In the summer of 1959, 4,741 MAT teams were reported to have been formed in four secure regions. By the next summer, more than 15,000 had been founded; by 1964, there were 22,000 for farmers and 4,000 for nomads. Besides leaving “no arable land idle,” the teams embarked on massive irrigation projects, built dams and reservoirs, collected human and animal waste as fertilizer and planted a second and even third crop where only one had been sown before. Bumper harvests were reaped. That of 1959 showed a 10 to 20 percent increase over the previous year. A further 15 to 20 percent increase was set as the production target for 1960. By 1961, cultivated land had expanded by 22.5 percent. By 1964, grain output was claimed to be 45 percent above that prior to the Democratic Reforms, and the number of livestock had increased by 36 percent. The Tibetan people’s reaction to these miraculous increases in producton was described as one of pure ecstasy, the “million serfs who stood up” now “celebrating with songs and dances” their “enthusiasm for production” being “unprecedentedly high.” But in reality, in every corner of Tibet, save perhaps Ngari in the far west—still beyond stringent Chinese influence—Tibetans were starving to death by the thousands.

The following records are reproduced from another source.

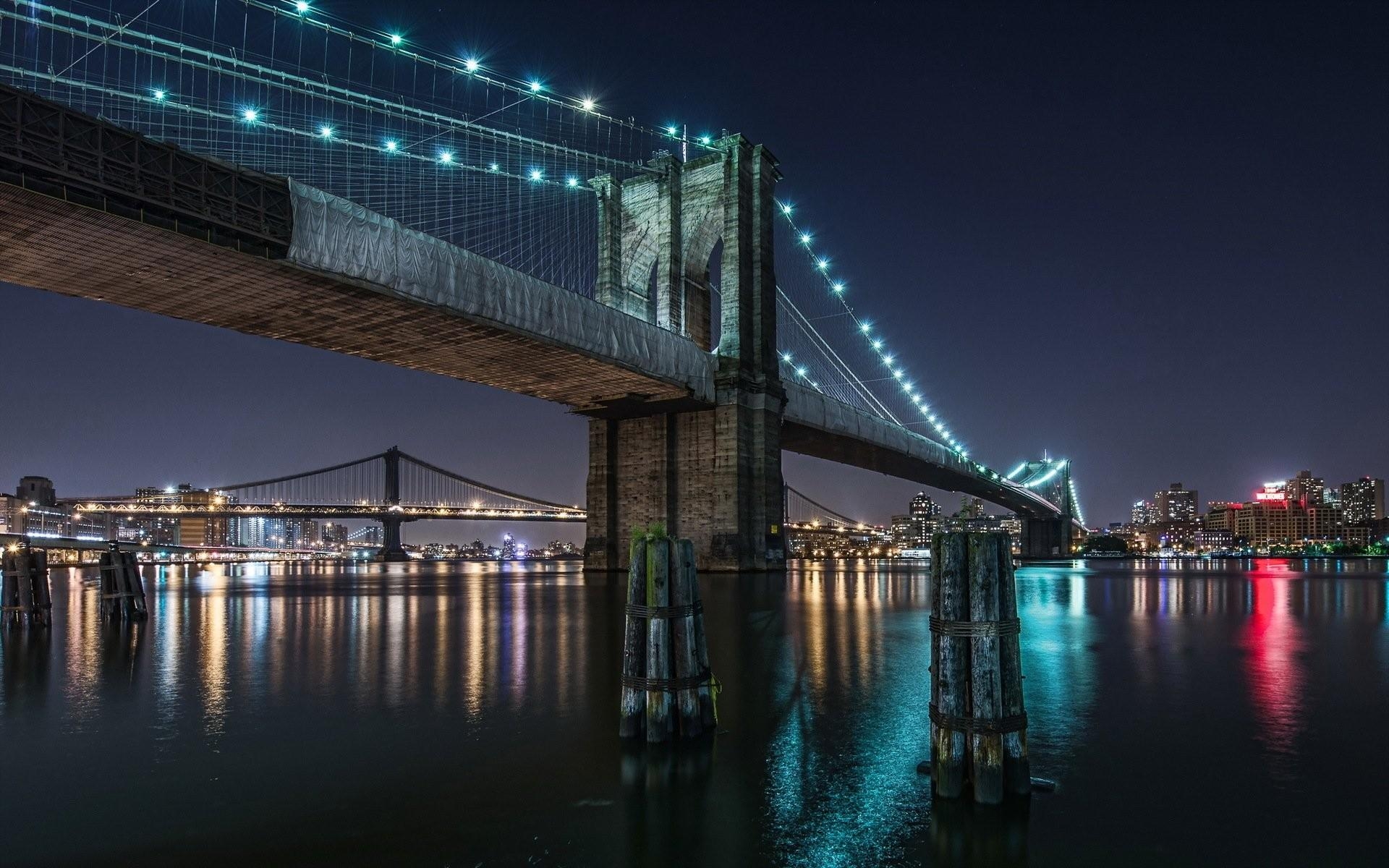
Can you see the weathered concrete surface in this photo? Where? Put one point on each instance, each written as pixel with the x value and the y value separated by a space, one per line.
pixel 460 326
pixel 710 475
pixel 827 428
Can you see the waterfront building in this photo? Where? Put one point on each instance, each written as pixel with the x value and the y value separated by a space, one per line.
pixel 903 532
pixel 1306 489
pixel 1363 501
pixel 1176 504
pixel 365 537
pixel 922 513
pixel 1142 514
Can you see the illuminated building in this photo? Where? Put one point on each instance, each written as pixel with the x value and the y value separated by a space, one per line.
pixel 365 537
pixel 903 532
pixel 1142 514
pixel 1306 489
pixel 1273 519
pixel 1176 503
pixel 921 516
pixel 1363 501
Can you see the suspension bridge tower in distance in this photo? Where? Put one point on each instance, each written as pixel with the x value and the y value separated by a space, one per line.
pixel 708 474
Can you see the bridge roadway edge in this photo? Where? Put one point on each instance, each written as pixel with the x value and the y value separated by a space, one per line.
pixel 103 239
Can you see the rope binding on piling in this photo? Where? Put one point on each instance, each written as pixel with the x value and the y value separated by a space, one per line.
pixel 975 629
pixel 664 611
pixel 1013 723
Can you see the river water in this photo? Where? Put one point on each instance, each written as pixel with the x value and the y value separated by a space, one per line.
pixel 460 714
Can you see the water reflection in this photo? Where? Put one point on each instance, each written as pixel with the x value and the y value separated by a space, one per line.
pixel 483 697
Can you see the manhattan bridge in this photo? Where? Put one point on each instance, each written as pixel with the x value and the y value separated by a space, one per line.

The source of the famine lay not in Tibet but in China. Harvests had been poor, and the Great Leap Forward had led to a schism with the Soviet Union, which had cut off its shipments of grain. As a result, 1959 was the first of the three “lean years” in which millions all across China perished from hunger. To feed them, Tibet’s crop was no sooner harvested than it was taken from the Tibetans and either consumed by the PLA or shipped to the mother country. This was the most immediate and pressing purpose of Tibet’s socialization: to create a bread basket for the starving People’s Republic.
Given the situation in China, the compulsory formation of MATs in Tibet was tantamount to the creation of forced-labor gangs. Ration cards were distributed to one and all—on which were recorded vital statistics for the Public Security Bureau, such as the number of people in each household, their age, sex and relation—and the monthly grain ration was set at 22 pounds per person. This represented a decrease by two thirds in the average Tibetan’s diet. With travel almost completely banned, the population in the countryside hoarded wild vegetables; those in the cities—deprived now of the free markets on which they had subsisted—were even worse off, receiving as little as 18 pounds of grain per month. Horror stories abounded. People ate cats, dogs, and insects. Parents fed dying children their own blood mixed with hot water and tsampa. Other children were forced to leave home to beg on the roads and old people went off to die alone in the hills. Thousands of Tibetans took to eating the refuse thrown by the Chinese to the pigs each Han compound kept, while those around PLA outposts daily pieced apart manure from the soldiers’ horses, looking for undigested grain. Even for Tibetan cadres, normally better fed than the population at large, meat and butter were unavailable, salt and black tea being the sole supplement to barley grain.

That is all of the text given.